SBOM generation - Every image ships with an SBOM (Software Bill of Materials) in SPDX format, attached as a cosign attestation. You can download and inspect it:
cosign download attestation ghcr.io/rtvkiz/minimal-python:latest | \
jq -r '.payload' | base64 -d | jq '.predicate'
Vulnerability scanning - Every image is scanned with Trivy after building. SARIF results are uploaded to GitHub's Security tab for visibility and tracking.
Non-root by default - All images run as uid 65532. No root processes unless explicitly overridden at runtime.

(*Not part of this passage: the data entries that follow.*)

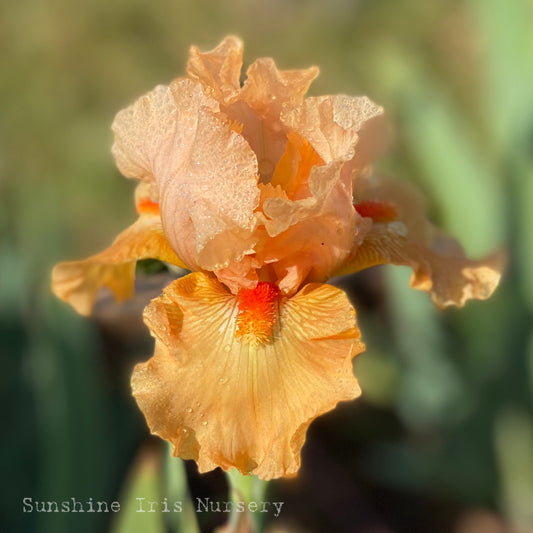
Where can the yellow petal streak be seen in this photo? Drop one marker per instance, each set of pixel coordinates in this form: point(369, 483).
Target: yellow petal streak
point(229, 403)
point(78, 282)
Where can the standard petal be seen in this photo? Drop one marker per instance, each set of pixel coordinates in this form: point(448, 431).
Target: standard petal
point(218, 70)
point(267, 89)
point(148, 136)
point(78, 282)
point(227, 402)
point(340, 127)
point(208, 199)
point(449, 277)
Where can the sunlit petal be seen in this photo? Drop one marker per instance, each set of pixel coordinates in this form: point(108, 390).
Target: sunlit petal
point(226, 401)
point(78, 282)
point(450, 279)
point(219, 70)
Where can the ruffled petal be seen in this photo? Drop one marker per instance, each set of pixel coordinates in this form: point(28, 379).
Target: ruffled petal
point(340, 127)
point(218, 70)
point(78, 282)
point(267, 89)
point(148, 136)
point(311, 237)
point(204, 171)
point(450, 279)
point(405, 201)
point(224, 401)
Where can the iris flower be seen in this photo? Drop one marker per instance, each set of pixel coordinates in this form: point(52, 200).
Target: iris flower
point(263, 195)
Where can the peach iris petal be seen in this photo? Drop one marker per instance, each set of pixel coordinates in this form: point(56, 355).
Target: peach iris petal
point(147, 136)
point(227, 403)
point(439, 264)
point(405, 198)
point(218, 70)
point(205, 172)
point(78, 282)
point(340, 127)
point(450, 279)
point(323, 224)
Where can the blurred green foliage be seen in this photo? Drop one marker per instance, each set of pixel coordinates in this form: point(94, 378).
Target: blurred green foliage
point(456, 78)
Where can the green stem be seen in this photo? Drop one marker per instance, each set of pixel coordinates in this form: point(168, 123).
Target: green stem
point(245, 490)
point(177, 490)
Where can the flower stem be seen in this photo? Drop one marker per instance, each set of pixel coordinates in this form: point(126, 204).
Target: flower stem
point(177, 490)
point(243, 491)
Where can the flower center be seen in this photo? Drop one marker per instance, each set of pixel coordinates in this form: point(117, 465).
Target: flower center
point(377, 211)
point(257, 312)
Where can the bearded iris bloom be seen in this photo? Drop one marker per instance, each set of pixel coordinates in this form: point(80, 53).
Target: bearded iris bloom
point(263, 195)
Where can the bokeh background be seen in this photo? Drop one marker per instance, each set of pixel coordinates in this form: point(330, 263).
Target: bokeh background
point(442, 439)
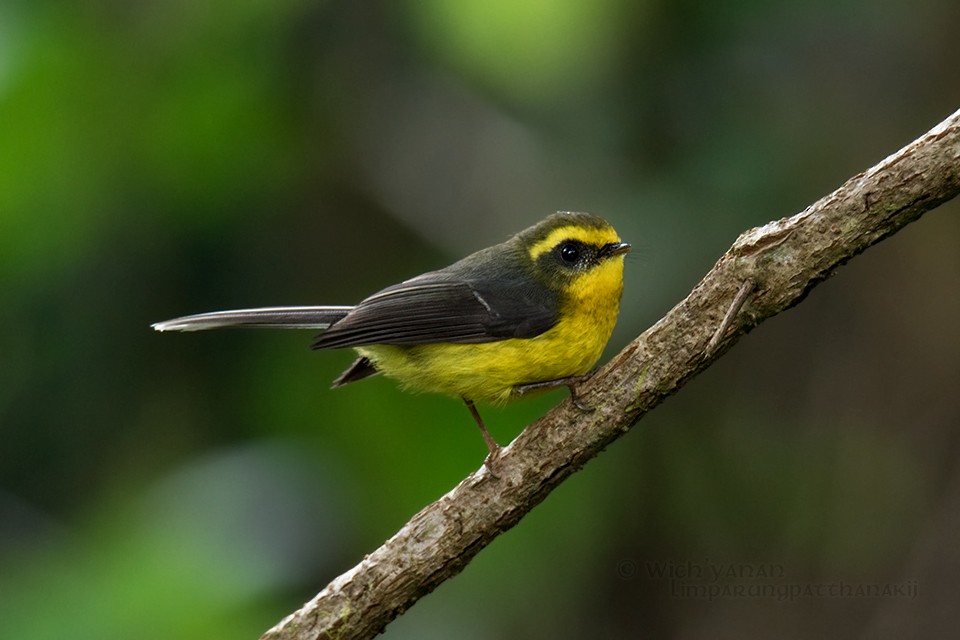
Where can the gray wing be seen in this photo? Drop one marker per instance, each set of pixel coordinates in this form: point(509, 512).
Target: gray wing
point(436, 308)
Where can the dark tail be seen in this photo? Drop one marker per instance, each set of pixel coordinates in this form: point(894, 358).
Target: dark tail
point(265, 318)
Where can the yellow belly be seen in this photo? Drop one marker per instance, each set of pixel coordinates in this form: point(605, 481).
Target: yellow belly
point(490, 371)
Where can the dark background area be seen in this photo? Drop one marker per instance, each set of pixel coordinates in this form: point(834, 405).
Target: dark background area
point(164, 158)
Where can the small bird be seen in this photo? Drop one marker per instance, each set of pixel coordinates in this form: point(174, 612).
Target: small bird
point(531, 313)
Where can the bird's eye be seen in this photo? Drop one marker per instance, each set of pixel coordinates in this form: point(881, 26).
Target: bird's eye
point(569, 253)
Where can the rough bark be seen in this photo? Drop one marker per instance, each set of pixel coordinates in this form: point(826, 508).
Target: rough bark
point(768, 269)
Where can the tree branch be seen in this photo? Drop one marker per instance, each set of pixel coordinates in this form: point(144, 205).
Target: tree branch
point(768, 269)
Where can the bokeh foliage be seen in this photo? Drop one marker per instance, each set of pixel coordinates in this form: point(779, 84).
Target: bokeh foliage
point(162, 158)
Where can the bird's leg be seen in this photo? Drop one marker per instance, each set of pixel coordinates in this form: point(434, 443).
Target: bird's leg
point(491, 443)
point(570, 383)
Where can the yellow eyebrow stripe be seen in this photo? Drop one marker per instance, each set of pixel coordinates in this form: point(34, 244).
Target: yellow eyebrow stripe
point(595, 237)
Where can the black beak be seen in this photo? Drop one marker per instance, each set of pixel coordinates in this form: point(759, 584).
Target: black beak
point(614, 249)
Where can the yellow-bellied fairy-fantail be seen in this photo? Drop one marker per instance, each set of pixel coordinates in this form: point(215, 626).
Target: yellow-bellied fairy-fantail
point(533, 312)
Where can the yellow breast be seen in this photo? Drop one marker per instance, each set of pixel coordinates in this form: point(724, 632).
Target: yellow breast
point(490, 371)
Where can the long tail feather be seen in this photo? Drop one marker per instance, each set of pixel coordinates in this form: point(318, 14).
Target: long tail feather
point(264, 318)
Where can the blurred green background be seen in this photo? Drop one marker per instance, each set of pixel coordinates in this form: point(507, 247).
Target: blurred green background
point(164, 158)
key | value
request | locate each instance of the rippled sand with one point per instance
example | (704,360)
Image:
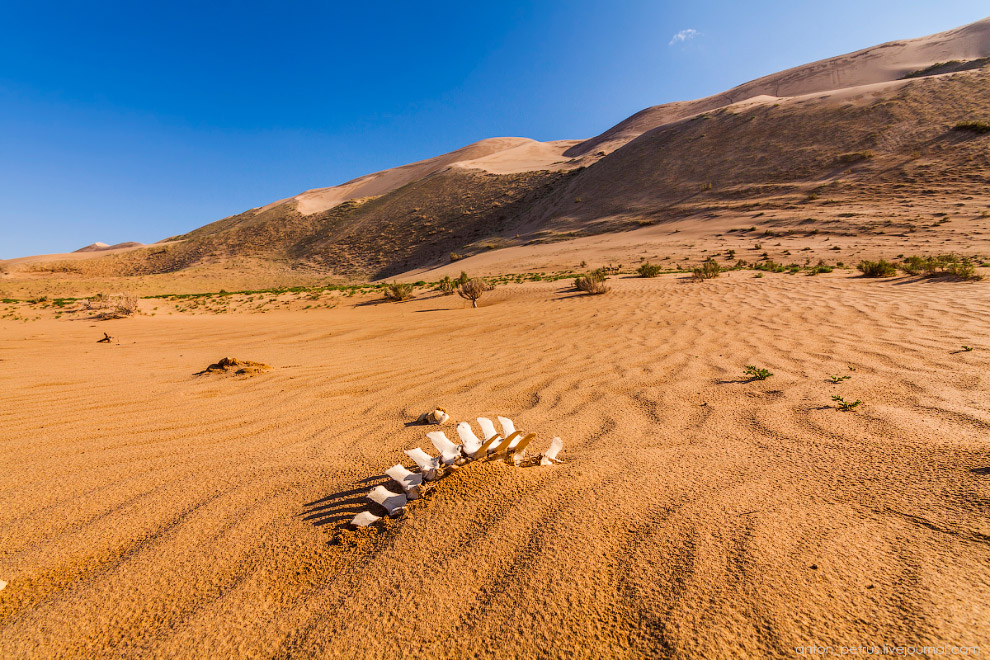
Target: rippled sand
(148,512)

Shell-less images - Most images ship without a shell or package manager. If an attacker gets code execution inside the container, they can't drop into a shell because there isn't one.
Scaling
The beauty of this setup is that adding a new image is straightforward. For images using Wolfi packages, create a new apko YAML config - declare the packages, set up the non-root user, define the entrypoint, and the pipeline handles the rest. For images that need custom builds, add a melange config to build from source, and apko pulls it in.
The project currently covers Python, Node.js, Bun, Go, Nginx, HTTPD, Redis, PostgreSQL, SQLite, .NET, Java, Jenkins, PHP, and Rails - with more being added. But the pattern scales to whatever you need. The entire system is declarative - no imperative Dockerfile logic to debug, no layer caching surprises, no forgotten cleanup commands.
Where a typical Debian-based image might have 100+ CVEs and take weeks to get patches, these images typically have zero to five CVEs and get patches within 48 hours of upstream fixes. All images run as non-root, most have no shell, and everything is signed with an SBOM.
The project is open source at github.com/rtvkiz/minimal. If you're running containers in production, scan what you're using today. The results might surprise you. And if the pre-built images don't fit your needs, fork it - the entire build system is designed to be extensible.